# Brown Clustering
[](https://badge.fury.io/py/brown-clustering)
[](https://github.com/helpmefindaname/BrownClustering/issues)
[](https://opensource.org/licenses/MIT)
Easy to use and fast Brown Clustering in python.
---
## Quick Start
### Requirements and Installation
The project is based on Python 3.6+, because method signatures and type hints are beautiful.
If you do not have Python 3.6, install it first. [Here is how for Ubuntu 16.04](https://vsupalov.com/developing-with-python3-6-on-ubuntu-16-04/).
Then, in your favorite virtual environment, simply do:
```
pip install brown-clustering
```
### Example Usage
Let's run named entity recognition (NER) over an example sentence. All you need to do is make a `Sentence`, load
a pre-trained model and use it to predict tags for the sentence:
```python
from brown_clustering import BigramCorpus, BrownClustering
# use some tokenized and preprocessed data
sentences = [
["This", "is", "an", "example"],
["This", "is", "another", "example"]
]
# create a corpus
corpus = BigramCorpus(sentences, alpha=0.5, min_count=0)
# (optional) print corpus statistics:
corpus.print_stats()
# create a clustering
clustering = BrownClustering(corpus, m=4)
# train the clustering
clusters = clustering.train()
```
Done! We have trained a brown clustering.
```python
# use the clustered words
print(clusters)
# [['This'], ['example'], ['is'], ['an', 'another']]
# get codes for the words
print(clustering.codes())
# {'an': '110', 'another': '111', 'This': '00', 'example': '01', 'is': '10'}
```
## Algorithm
This repository is based on [yangyuan/brown-clustering](https://github.com/yangyuan/brown-clustering),
A full python implementation based on two papers:
* [Original Brown Clustering Paper](http://aclweb.org/anthology/J/J92/J92-4003.pdf)
* [Optimization by precomputation (page 46)](http://people.csail.mit.edu/pliang/papers/meng-thesis.pdf)
The computational complexity is `O(n(m²+n) + T)` where T is the total token count,
n is the unique token count and m is the computation window size.

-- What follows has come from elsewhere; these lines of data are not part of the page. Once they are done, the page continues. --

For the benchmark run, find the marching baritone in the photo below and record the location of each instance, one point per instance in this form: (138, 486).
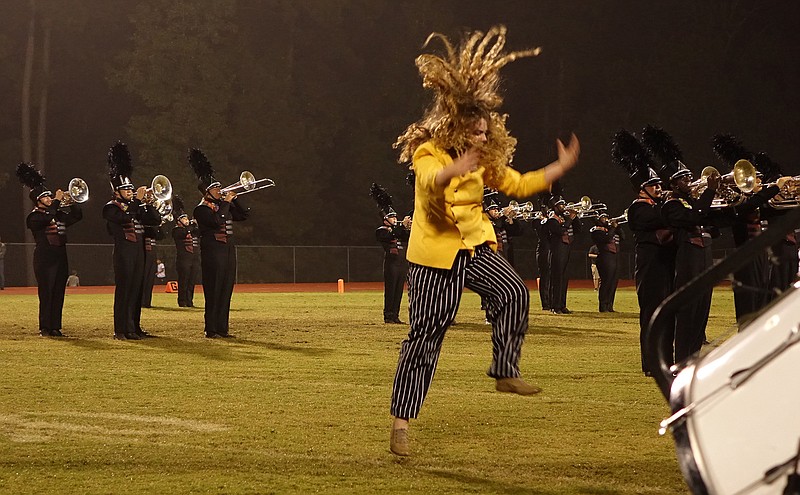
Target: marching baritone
(654, 241)
(125, 216)
(606, 236)
(561, 226)
(48, 223)
(215, 216)
(187, 253)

### Improvements towards the original
* Allow filtering the vocabulary by the minimum word count
* Implement a `DefaultValueDict` which allows the Laplace Smoothing to not artificially explode the ram for all non-existing 2grams, but stores the alpha as default value.
* Use [Tqdm](https://github.com/tqdm/tqdm) for a nice progressbar
* Use [Numba](https://numba.pydata.org/) to speed up the performance by compiling to C code and using parallelism.
* Mask unused rows and columns instead of reallocating all matrices all the time.
* Publishing on Pypi
* Proper CI-CD and testing
### Benchmarking
I benchmarked using the [small_fraud_corpus_in.json](tests/data/small_fraud_corpus_in.json) as input, `m=1000` clusters on a `Lenovo Legion 7i` with `Processor Intel(R) Core(TM) i7-10750H CPU @ 2.60GHz, 2592 Mhz, 6 Core(s), 12 Logical Processor(s)`
running the original code took me more than `16 hours`. With the current optimizations it takes `6:51 minutes`.
## Other Brown Clustering libraries
| repository | main-language | Installation | benchmark speed |
|---|---|---|---|
| [brown-clustering](https://github.com/yangyuan/brown-clustering) | python | clone & run | ~ 16:00:00 |
| [generalized-brown](https://github.com/sean-chester/generalised-brown) | C++ & python | clone & make & run | n.a. |
| [brown-cluster](https://github.com/percyliang/brown-cluster) | C++ | clone & make & run | n.a. |
| [This](https://github.com/helpmefindaname/BrownClustering) | python | pipy install & import | 00:06:51 |
if you know any missing libraries, please create an issue or a pull request.